# Can't go on, but I feel like a horrid person...



## Jacuzzi63 (Jan 15, 2013)

After 23 years of marriage, the last 8 of which I've felt trapped in one of the circles of hell, I've asked my hubby to leave. 

He has severe chronic illnesses - however, he refused for years to take it seriously or take any responsibility for his medical self-care. He went for two years not taking his meds AT ALL. Now it's deteriorated to the point where he's been hospitalized 4 times in the past year, the longest for 9 weeks. He promises to change (like an alcoholic) then goes back to the same behaviour - slacking off in his self-care, not testing his blood sugars, not taking meds. Another crisis comes up, another hospitalization. 

In addition to dealing with his issues, we have two marvelous kids with learning disabilities, ADD and emotional issues (due to stress). 

I've had to deal with EVERYTHING - all the finances, housework, working full time + part time to make ends meet, child care, finding extra help for the kids, etc. He wouldn't even do any house/yard work when he was healthy enough to do so without my begging/pleading/threatening. All intimacy between us ended years ago. 
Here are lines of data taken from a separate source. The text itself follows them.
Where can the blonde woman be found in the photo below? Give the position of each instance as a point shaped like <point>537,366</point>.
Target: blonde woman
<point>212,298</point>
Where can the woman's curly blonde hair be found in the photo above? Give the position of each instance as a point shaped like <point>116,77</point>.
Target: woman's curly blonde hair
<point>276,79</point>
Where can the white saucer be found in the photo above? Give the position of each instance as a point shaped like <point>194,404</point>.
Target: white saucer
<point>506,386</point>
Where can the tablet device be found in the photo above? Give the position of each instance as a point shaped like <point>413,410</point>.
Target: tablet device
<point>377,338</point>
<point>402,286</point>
All the stress has caused me to have heart issues and depression of my own. In 2009 I tried to kill myself after losing my job. Then last November 2012 I had a heart attack. The day after I was released from hospital, he called to say he was being released, and could I come get him... I saw a cliff open up ahead of me... this was going to end only with him dying, me dying (suicide) or me ending the marriage. It was at that moment that any love I had for him just DIED. 

His family, who lives out of country, is stunned by my decision, and making me feel like I've abandoned him. Yet friends and family here are supporting me. 

It's like living with a psychologically abusive alcoholic. Am I wrong to want out?


----------



## behappy123 (Jan 5, 2013)

I can only imagine how hard and stressful that has been on you. 

You should not be worried about your decision because you deserve to be happy and based on your three choices, the divorce is the less devastating and damaging. 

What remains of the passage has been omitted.